Wpis z mikrobloga

Zostałem ojcem, mam córkę. Kiedyś dzieci były mi obojętne, małe różowe, je, śpi, sra i płacze. Na ręce nie chciałem brać bo po co? Teraz jakoś mi się pozmieniało o 180 stopni, nie widzę świata poza małą, chyba dotknęło mnie takie prawdziwe #ojcostwo kilka osób mi kiedyś opowiadało że tak mieli, ale nie rozumiałem tego. Teraz rozumiem ten stan, wspaniałe uczucie, polecam.
#dzieci #wygryw #chwalesie
  • 13
@tonek88: ja mam 22 miesięcznego syna i jest totalnie oczkiem w głowie. Na start tak spoko, mam syna ale jak zaczął się uśmiechać, reagować na mnie, jakaś interakcja zaczęła następować - totalnie odleciałem. Teraz jedziemy autem i mi każe trzymać ręce na kierownicy obie, mówi, że kocha, śpiewa ogórka na swój sposób a ja się tym wszystkim mega jaram.
@Jonn: chemia to może u kobiet, które od razu po porodzie
@Bazarnia: nie zajebiste a świadczy o rozwoju.
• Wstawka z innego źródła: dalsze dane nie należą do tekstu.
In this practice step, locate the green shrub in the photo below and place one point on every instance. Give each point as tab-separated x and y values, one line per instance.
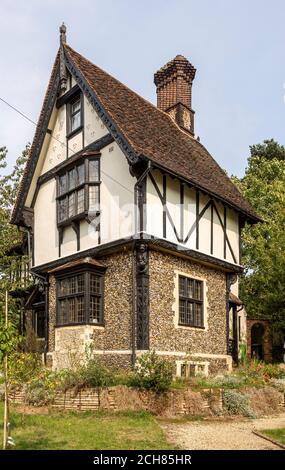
22	367
236	403
152	373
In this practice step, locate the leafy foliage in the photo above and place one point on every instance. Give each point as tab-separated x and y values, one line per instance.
236	403
152	372
9	237
262	286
I to cieszy, nie chwalę się na prawo i lewo "bombelkiem", w wątku o dziecku odpisałem OPowi a nie tobie więc co mi tu wyjeżdżasz z ryjem brudnym od kaszki?
@kruszon_: wyjaśnię - dla dziecka w tym wieku każdy miesiąc to mega postęp, dlatego też podajesz wiek w miesiącach. U lekarza - w miesiącach. Jak będzie miał lat 3+ to podam w latach.
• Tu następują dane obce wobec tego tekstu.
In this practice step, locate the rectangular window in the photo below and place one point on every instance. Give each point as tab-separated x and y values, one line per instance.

Czyli cokolwiek by nie zrobiło, to jest zajebiste.


@Bazarnia: @koters:

ale tak jest. Bo ja pamiętam, jak syn się urodził i był pomarszczonym robaczkiem, który ruszał kończynami, jadł i płakał, i dlatego zaskakuje, gdy zaczyna mieć swoją własną wolę, gada, odkrywa świat i próbuje robić rzeczy na własną rekę.
Ja się jarałam jak (wtedy) mój dwuletni syn szedł ze mną do kawiarni (mieszkamy w Londku) i mówił:
Hello, one babyccino,
@Bazarnia: Ale tak jest, bo takie proste rzeczy cieszą człowieka i to nie ma być śmieszne, dla mnie tak wygląda radość. No i trochę teraz rozumiem to pieluszkowe zapalenie mózgu.